Krabbe disease (KRB) is a rare and often fatal lysosomal storage disease that causes progressive damage to the nervous system. With our pioneering efforts in KRB research, we are at the forefront of developing cutting-edge diagnostic tools and therapeutics to facilitate the effective management of KRB. As your reliable partner in KRB research, we offer unmatched support to fulfill your scientific research needs.

Introduction to KRB

Krabbe disease (KRB), also known as globoid cell leukodystrophy, is a severe neurological disorder that falls under the category of leukodystrophies. It is characterized by the progressive loss of myelin (the protective covering around nerve cells), resulting in impaired transmission of nerve signals. The most common form of KRB is the infantile form, which usually begins within 12 months of age. 85%-90% of individuals with infantile form show progressive neurological deterioration and die before the age of two years. The global incidence of KRB ranges from 1/100,000 to 1/250,000 live births.

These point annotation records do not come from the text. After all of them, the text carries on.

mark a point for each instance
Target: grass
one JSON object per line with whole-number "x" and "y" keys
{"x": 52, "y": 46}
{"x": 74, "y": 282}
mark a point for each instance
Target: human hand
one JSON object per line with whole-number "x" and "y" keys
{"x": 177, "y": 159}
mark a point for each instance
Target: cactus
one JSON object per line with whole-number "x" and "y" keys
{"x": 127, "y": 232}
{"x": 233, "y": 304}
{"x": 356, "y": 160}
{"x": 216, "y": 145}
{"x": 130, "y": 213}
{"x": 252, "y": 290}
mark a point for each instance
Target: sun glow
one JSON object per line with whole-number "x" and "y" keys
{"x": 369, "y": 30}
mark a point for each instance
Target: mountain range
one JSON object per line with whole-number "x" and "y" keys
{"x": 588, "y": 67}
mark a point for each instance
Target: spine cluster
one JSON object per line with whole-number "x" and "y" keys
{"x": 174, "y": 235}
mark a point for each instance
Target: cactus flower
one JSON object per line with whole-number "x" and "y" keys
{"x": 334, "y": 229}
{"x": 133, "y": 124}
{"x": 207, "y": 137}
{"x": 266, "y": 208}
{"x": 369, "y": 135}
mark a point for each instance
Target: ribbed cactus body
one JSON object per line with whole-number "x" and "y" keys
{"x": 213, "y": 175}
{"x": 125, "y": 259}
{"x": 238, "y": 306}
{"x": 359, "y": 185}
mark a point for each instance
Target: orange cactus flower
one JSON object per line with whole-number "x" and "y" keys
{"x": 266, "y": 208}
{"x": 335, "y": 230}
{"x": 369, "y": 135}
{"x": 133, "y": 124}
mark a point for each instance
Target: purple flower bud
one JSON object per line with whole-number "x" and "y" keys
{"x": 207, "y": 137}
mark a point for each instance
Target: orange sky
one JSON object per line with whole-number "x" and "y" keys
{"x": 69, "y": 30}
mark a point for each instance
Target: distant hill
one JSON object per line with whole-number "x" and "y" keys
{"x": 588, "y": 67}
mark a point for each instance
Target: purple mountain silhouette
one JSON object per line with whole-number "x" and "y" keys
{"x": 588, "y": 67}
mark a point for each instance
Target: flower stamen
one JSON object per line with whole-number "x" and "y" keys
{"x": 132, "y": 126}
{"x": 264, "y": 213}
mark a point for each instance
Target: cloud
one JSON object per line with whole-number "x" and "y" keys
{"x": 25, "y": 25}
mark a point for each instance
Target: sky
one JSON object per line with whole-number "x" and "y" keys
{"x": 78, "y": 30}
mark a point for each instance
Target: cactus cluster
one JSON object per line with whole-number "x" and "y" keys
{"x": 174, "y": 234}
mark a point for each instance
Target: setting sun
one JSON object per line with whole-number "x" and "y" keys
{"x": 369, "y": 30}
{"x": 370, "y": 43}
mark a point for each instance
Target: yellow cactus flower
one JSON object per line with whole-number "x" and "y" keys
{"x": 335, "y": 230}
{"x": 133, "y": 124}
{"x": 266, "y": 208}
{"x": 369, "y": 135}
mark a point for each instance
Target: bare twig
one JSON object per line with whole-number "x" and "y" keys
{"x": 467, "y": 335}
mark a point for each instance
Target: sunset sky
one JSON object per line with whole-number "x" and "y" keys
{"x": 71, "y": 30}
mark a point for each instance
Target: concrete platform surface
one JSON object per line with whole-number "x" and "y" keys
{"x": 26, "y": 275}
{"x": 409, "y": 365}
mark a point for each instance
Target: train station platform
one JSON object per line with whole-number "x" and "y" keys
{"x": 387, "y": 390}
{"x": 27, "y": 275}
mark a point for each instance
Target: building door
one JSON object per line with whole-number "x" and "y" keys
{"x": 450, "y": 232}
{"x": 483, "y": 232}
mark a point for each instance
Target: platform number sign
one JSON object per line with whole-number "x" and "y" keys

Fig. 1 Mechanisms underlying demyelination and dysmyelination and mechanism-based therapeutic targets for Krabbe diseaseFig. 1 Mechanisms underlying demyelination and dysmyelination and mechanism-based therapeutic targets for Krabbe disease (Won, Je‐Seong, et al., 2016)

Pathogenesis of KRB

KRB is caused by mutations in the GALC gene encoding galactosylceramidase. This enzyme is responsible for breaking down specific fats called galactolipids, including galactosylceramide and psychosine. Mutations in the GALC gene result in a lack of galactosylceramidase activity, leading to the accumulation of galactolipids and subsequent damage to myelin-forming cells. Loss of myelin and impaired nerve signaling results in the characteristic symptoms of KRB, including muscle weakness, difficulty eating, developmental delays, and vision problems.

Diagnostics Development of KRB

Accurate and early diagnosis of KRB is crucial for effective management and intervention strategies. Various diagnostic approaches are employed to identify individuals with KRB, including symptom evaluations, genetic testing, and imaging studies.

Symptom Evaluations

Symptom evaluations involve assessing the symptoms and medical history of the individuals, as well as conducting a thorough physical examination. This lays the foundation for further diagnosis.

Genetic Testing

Genetic testing plays a vital role in confirming the diagnosis of KRB by identifying mutations in the GALC gene. This can be achieved through techniques such as DNA sequencing or targeted mutation analysis.

Imaging Studies

Magnetic resonance imaging (MRI) can provide valuable information about the extent and distribution of myelin loss in affected individuals. This helps detect characteristic abnormalities such as white matter changes in KRB.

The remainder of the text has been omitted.